(The Smallsiad?)
1. URBIS MUNDI - THE ENEMY'S REARED HEAD
The televised signal stabs into space
The ivy vine covers the brick
The party collapses divisions of class
The cocktail is making guests sick.
Something for Nothing was promised by God
Then reneged on by agents of peace,
So as comfort in time of a Borderless War
They memorialize the deceased.
Little by little the catheter fixed
To incontinent bladders of lust
Demolishes all of the signposts affixed
To the flooded-out inroads of trust.
2. WHOSE SIDE ARE YOU ON?
I'm every bit as zealous as your friends--
I simply don't believe in 'talking down'.
If people at the party
Cannot understand the jargon
It's not my style to feel for common ground.
There's only one or two great pressing problems:
The quickest route to paradise on Earth,
And whether to attend the claims of Beauty.

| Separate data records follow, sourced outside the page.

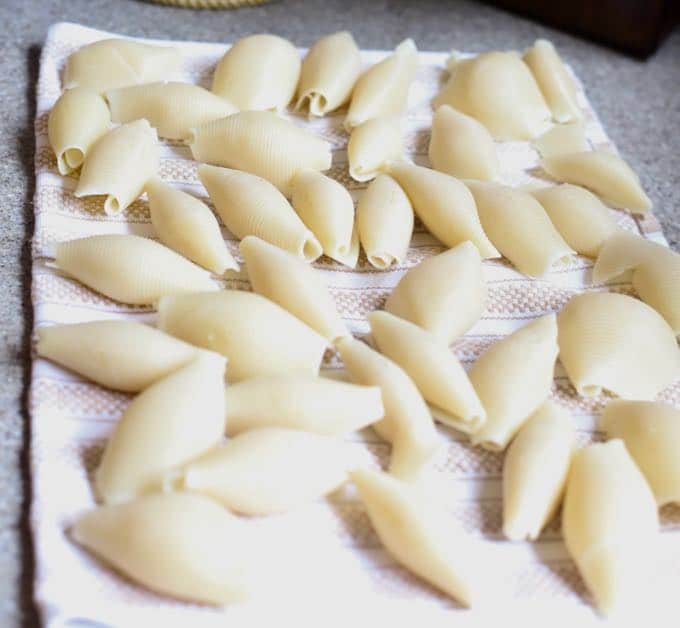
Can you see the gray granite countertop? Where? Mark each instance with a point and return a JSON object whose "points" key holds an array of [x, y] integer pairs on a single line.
{"points": [[639, 103]]}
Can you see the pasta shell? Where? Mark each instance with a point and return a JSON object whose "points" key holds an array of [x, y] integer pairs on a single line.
{"points": [[261, 143], [372, 145], [383, 89], [604, 173], [462, 147], [294, 285], [172, 108], [77, 120], [418, 534], [170, 423], [258, 336], [498, 89], [618, 343], [249, 205], [118, 354], [407, 423], [651, 433], [579, 216], [269, 470], [181, 545], [384, 219], [444, 205], [609, 522], [129, 268], [302, 402], [519, 227], [329, 72], [119, 164], [188, 226], [501, 375], [445, 294], [435, 370], [258, 72], [535, 472], [112, 63]]}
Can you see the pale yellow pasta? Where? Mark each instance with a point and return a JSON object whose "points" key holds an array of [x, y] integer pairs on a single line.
{"points": [[182, 545], [462, 147], [513, 378], [609, 523], [444, 204], [258, 336], [384, 219], [77, 120], [112, 63], [118, 354], [261, 143], [535, 471], [170, 423], [187, 225], [329, 71], [498, 89], [118, 165], [249, 205], [383, 89], [172, 108], [129, 268], [434, 368], [288, 281], [615, 342], [606, 174], [519, 228], [258, 72], [651, 433], [444, 294], [579, 216], [419, 534]]}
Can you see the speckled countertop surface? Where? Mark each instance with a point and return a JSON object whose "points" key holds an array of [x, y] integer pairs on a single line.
{"points": [[639, 103]]}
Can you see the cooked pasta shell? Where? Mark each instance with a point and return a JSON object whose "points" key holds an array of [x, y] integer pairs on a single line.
{"points": [[294, 285], [579, 216], [433, 367], [651, 433], [258, 72], [181, 545], [257, 336], [77, 120], [615, 342], [383, 89], [249, 205], [118, 165], [118, 354], [302, 402], [172, 108], [444, 204], [261, 143], [535, 471], [604, 173], [419, 534], [114, 63], [498, 89], [329, 71], [129, 268], [462, 147], [513, 378], [444, 294], [170, 423], [384, 219], [519, 227], [609, 522]]}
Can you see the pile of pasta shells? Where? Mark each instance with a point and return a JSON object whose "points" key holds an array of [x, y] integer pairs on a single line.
{"points": [[175, 493]]}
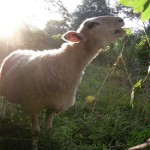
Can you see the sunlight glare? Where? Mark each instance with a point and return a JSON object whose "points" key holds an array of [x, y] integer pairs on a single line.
{"points": [[13, 13]]}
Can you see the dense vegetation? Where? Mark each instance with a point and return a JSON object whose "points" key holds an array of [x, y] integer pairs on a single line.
{"points": [[104, 117]]}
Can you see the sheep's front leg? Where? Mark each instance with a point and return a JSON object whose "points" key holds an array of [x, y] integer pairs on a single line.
{"points": [[4, 103], [35, 130], [49, 119]]}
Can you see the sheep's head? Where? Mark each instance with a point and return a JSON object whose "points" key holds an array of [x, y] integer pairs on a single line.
{"points": [[99, 31]]}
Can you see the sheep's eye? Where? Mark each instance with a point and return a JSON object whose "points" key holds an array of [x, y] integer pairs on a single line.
{"points": [[92, 24]]}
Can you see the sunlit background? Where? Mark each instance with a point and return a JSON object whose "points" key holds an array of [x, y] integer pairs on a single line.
{"points": [[13, 13]]}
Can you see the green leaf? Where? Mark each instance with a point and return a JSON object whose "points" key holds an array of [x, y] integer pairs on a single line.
{"points": [[128, 31], [138, 84], [146, 14], [142, 6]]}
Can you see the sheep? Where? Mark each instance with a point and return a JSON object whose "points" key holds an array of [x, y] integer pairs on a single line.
{"points": [[49, 79]]}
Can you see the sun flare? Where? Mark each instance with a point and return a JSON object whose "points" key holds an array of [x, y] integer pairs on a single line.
{"points": [[13, 13]]}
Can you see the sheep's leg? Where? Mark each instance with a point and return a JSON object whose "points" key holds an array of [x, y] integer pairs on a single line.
{"points": [[4, 103], [49, 120], [35, 130]]}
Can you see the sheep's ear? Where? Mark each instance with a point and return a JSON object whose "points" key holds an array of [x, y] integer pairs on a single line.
{"points": [[72, 36]]}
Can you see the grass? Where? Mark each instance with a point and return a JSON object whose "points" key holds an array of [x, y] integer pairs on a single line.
{"points": [[122, 126]]}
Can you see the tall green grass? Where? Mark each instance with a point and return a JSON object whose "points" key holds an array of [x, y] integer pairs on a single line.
{"points": [[117, 126]]}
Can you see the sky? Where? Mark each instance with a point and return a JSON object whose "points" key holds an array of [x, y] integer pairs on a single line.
{"points": [[13, 13]]}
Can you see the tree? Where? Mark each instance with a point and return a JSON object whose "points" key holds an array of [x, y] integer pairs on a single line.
{"points": [[89, 8], [142, 6]]}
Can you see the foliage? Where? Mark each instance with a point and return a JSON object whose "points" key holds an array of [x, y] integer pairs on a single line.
{"points": [[121, 127], [142, 6], [143, 50], [89, 8]]}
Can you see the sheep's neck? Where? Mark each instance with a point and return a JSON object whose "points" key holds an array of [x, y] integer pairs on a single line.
{"points": [[84, 54]]}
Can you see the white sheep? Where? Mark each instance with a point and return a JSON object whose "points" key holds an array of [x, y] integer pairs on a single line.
{"points": [[49, 79]]}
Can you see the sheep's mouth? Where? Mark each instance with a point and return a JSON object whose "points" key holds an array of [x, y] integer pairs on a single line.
{"points": [[119, 31]]}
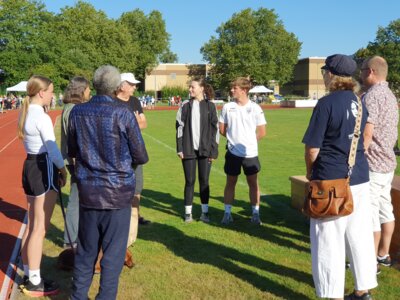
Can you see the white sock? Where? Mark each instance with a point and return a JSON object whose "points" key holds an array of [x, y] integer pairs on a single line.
{"points": [[26, 270], [34, 276], [256, 209], [188, 209]]}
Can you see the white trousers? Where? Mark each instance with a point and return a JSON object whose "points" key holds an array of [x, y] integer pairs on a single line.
{"points": [[335, 238], [381, 200]]}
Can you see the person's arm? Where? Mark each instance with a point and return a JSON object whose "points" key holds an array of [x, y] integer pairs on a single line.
{"points": [[179, 124], [222, 128], [136, 144], [214, 132], [310, 156], [141, 118], [368, 133], [261, 132]]}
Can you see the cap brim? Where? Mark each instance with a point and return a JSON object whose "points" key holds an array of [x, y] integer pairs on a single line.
{"points": [[133, 81]]}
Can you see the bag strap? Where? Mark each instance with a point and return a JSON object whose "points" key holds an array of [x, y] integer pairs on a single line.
{"points": [[356, 136]]}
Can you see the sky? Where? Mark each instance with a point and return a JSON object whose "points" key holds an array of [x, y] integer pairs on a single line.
{"points": [[323, 27]]}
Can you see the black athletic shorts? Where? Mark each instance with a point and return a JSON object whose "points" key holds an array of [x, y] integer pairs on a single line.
{"points": [[39, 175], [233, 165]]}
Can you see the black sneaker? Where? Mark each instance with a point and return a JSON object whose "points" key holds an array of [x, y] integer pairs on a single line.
{"points": [[353, 296], [378, 269], [24, 282], [44, 288], [143, 221], [385, 261]]}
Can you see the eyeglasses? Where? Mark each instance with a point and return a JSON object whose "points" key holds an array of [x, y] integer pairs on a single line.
{"points": [[324, 71]]}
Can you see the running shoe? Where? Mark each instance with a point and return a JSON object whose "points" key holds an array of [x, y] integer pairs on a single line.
{"points": [[227, 219], [44, 288]]}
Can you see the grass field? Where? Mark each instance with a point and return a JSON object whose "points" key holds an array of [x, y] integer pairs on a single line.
{"points": [[209, 261]]}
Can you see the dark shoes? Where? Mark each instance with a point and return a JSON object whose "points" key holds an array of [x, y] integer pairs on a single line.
{"points": [[188, 218], [353, 296], [255, 219], [385, 261], [205, 218], [143, 221], [44, 288], [227, 219]]}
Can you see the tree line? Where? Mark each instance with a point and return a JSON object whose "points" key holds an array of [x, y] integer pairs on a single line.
{"points": [[252, 43], [77, 41]]}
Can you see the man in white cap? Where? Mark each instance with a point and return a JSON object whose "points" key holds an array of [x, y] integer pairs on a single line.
{"points": [[125, 94]]}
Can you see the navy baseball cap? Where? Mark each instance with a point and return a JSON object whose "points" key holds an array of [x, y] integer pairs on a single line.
{"points": [[340, 65]]}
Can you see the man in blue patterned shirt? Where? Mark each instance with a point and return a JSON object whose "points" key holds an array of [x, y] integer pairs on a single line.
{"points": [[105, 140]]}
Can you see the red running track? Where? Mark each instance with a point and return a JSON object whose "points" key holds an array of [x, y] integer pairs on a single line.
{"points": [[12, 198]]}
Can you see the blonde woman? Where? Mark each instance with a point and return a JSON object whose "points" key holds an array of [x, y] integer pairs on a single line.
{"points": [[42, 175]]}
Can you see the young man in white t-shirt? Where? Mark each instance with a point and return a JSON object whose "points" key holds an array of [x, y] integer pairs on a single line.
{"points": [[242, 122]]}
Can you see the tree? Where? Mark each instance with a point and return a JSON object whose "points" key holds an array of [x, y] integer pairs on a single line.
{"points": [[149, 35], [84, 38], [387, 45], [254, 44]]}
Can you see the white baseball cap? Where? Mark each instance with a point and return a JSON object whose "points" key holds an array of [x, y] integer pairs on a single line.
{"points": [[129, 77]]}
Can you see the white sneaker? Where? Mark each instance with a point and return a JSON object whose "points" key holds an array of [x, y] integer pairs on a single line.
{"points": [[256, 219]]}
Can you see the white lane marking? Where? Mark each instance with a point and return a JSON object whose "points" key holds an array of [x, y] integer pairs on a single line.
{"points": [[4, 125], [9, 143]]}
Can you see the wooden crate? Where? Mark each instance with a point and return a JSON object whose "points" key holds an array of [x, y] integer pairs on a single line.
{"points": [[298, 190]]}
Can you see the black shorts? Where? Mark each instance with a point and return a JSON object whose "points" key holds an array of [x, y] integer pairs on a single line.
{"points": [[233, 165], [39, 175]]}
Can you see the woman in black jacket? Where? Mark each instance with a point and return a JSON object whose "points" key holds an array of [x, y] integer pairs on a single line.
{"points": [[197, 141]]}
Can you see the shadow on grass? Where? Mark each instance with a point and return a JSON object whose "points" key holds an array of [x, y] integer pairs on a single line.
{"points": [[163, 202], [201, 251], [276, 212]]}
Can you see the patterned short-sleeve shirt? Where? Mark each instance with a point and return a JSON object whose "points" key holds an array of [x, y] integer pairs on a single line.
{"points": [[384, 115]]}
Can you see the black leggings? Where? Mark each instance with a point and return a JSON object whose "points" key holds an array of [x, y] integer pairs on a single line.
{"points": [[189, 168]]}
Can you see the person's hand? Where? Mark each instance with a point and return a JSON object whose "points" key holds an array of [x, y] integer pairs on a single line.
{"points": [[62, 177], [138, 118]]}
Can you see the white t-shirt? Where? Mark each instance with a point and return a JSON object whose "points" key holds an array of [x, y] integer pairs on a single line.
{"points": [[39, 135], [242, 122], [196, 124]]}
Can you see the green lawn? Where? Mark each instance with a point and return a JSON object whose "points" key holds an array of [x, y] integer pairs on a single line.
{"points": [[209, 261]]}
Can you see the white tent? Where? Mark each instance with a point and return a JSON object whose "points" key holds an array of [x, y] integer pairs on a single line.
{"points": [[20, 87], [260, 89]]}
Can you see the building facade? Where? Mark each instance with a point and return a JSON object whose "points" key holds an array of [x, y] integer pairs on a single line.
{"points": [[173, 75], [307, 79]]}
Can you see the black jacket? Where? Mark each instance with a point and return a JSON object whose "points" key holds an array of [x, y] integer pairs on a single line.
{"points": [[208, 145]]}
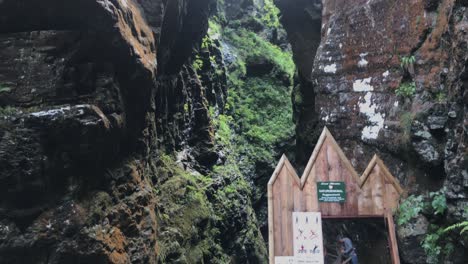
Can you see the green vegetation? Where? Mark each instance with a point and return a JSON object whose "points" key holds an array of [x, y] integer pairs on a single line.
{"points": [[436, 245], [271, 16], [462, 225], [253, 48], [8, 110], [187, 218], [406, 61], [439, 202], [4, 89], [406, 121], [441, 97], [409, 209], [406, 89]]}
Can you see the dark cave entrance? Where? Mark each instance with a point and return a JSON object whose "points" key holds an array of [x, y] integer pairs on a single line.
{"points": [[370, 238]]}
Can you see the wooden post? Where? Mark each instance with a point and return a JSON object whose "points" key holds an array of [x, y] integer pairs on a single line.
{"points": [[393, 240], [374, 194]]}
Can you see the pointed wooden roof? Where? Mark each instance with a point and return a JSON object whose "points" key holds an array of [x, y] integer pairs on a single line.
{"points": [[376, 161], [284, 164]]}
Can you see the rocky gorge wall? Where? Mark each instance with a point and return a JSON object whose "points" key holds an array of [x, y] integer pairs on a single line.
{"points": [[389, 77], [119, 141]]}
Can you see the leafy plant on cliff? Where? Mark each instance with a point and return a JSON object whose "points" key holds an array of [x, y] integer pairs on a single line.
{"points": [[436, 245], [462, 225], [271, 16], [406, 89], [441, 97], [438, 203], [253, 48], [406, 61], [188, 222], [409, 209], [197, 63]]}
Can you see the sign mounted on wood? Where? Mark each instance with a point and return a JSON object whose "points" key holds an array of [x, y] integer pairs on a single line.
{"points": [[331, 192], [308, 237], [374, 194]]}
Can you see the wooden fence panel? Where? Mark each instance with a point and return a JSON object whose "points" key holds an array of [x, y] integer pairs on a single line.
{"points": [[375, 193]]}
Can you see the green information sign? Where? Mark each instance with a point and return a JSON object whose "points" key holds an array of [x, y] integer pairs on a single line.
{"points": [[331, 192]]}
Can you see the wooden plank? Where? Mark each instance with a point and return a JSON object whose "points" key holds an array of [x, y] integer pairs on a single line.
{"points": [[335, 173], [278, 245], [298, 198], [365, 200], [310, 192], [391, 198], [393, 240], [378, 191], [322, 175]]}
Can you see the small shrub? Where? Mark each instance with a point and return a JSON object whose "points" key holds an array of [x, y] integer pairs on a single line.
{"points": [[462, 225], [197, 63], [431, 245], [8, 110], [406, 89], [441, 97], [409, 209], [271, 16]]}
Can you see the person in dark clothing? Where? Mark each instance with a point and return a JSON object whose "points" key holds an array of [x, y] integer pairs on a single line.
{"points": [[348, 250]]}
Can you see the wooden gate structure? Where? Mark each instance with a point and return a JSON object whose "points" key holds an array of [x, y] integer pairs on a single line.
{"points": [[374, 194]]}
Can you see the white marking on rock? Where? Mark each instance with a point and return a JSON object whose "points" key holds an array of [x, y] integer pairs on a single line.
{"points": [[59, 111], [330, 68], [363, 62], [375, 118], [363, 85]]}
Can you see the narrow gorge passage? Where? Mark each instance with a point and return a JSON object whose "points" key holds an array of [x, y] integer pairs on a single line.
{"points": [[145, 131]]}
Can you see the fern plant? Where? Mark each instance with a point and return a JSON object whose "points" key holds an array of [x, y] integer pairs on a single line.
{"points": [[409, 209], [463, 225], [406, 89], [406, 61]]}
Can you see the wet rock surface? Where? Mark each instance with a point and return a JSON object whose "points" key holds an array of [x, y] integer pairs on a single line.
{"points": [[359, 70]]}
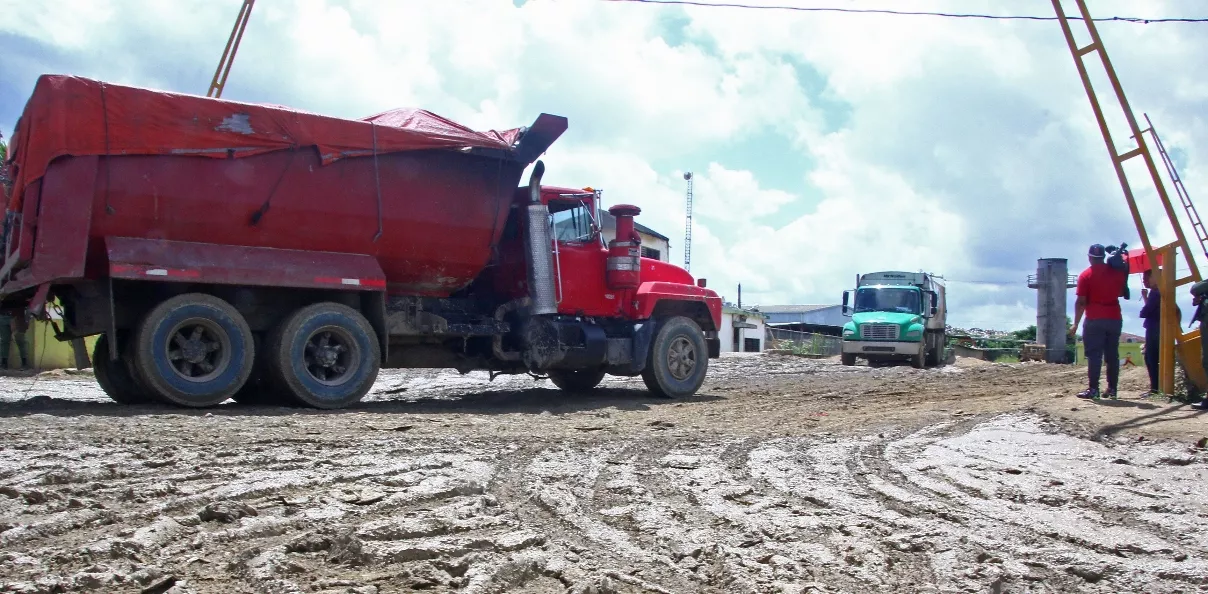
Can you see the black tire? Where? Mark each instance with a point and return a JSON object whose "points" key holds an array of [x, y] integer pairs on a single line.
{"points": [[935, 355], [355, 364], [691, 355], [193, 350], [919, 361], [115, 377], [576, 380]]}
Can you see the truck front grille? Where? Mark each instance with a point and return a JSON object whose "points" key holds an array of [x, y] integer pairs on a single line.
{"points": [[880, 331]]}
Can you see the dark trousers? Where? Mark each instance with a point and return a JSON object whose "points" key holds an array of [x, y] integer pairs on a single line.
{"points": [[1102, 341], [1151, 350]]}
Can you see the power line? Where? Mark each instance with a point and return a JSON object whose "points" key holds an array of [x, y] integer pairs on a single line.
{"points": [[912, 13]]}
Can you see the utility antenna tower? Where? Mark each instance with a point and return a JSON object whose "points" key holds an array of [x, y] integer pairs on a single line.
{"points": [[687, 225]]}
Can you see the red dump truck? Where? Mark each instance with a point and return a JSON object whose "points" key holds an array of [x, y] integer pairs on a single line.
{"points": [[224, 249]]}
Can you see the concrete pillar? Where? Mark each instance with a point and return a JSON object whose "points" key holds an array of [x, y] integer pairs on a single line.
{"points": [[1051, 284]]}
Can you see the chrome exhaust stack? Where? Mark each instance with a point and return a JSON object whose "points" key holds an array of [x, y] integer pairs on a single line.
{"points": [[540, 251]]}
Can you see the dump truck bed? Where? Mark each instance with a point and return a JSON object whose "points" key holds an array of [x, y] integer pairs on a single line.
{"points": [[92, 161]]}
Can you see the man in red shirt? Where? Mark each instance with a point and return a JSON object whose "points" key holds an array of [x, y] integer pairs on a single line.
{"points": [[1098, 298]]}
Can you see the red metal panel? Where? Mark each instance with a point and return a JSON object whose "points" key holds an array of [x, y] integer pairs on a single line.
{"points": [[232, 265], [64, 220], [70, 115], [440, 210]]}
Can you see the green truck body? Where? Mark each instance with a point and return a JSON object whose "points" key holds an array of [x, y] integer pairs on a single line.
{"points": [[895, 315]]}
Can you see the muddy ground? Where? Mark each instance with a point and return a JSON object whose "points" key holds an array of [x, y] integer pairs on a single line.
{"points": [[782, 475]]}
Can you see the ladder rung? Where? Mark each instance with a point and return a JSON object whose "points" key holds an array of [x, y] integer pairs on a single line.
{"points": [[1121, 158]]}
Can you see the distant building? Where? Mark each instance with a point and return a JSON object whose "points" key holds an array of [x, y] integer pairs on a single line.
{"points": [[654, 245], [823, 319], [742, 330]]}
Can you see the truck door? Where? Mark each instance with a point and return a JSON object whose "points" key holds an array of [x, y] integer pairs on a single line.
{"points": [[579, 258]]}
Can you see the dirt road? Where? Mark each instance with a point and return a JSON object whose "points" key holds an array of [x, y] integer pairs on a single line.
{"points": [[783, 475]]}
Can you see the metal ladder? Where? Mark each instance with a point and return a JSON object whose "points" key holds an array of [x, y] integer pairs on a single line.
{"points": [[1140, 150], [1179, 188], [1172, 337]]}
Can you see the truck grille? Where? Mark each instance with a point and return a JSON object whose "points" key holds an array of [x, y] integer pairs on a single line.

(The second you could group under the first.)
3. THE LAND OF THE THOUGHTLESS DEAD
You came to the metropolis to overlook the Turks
Who band together, gangster-style, to cross-promote their works
You found a chain of correspondence, going back to clerks
Who slaved in gas-lit offices, with hidden aesthete quirks.
The second Herman Melville moved to Massachussetts' sprawl--
The instant Wallace Stevens heard the Necessary's call--
The moment Andy Warhol saw his silk prints on a wall
Somebody in Accounting had to fill their jobs, or stall.
An appetite for paperwork is all you need to thrive.--
(I think the unemployment rate is less than 4 point 5.)
If you can get through undergrad, then you can stay alive
And knee-deep in some day-job from the moment you arrive.
(The class of petit-bourgeoisie, the managers and bosses,
Responsible for hirings and the nets of gains and losses,
At some point past (in undergrad?) mayhap have written glosses
On the works of Milton, Shakespeare, Yeats, or icons, saints, or crosses.)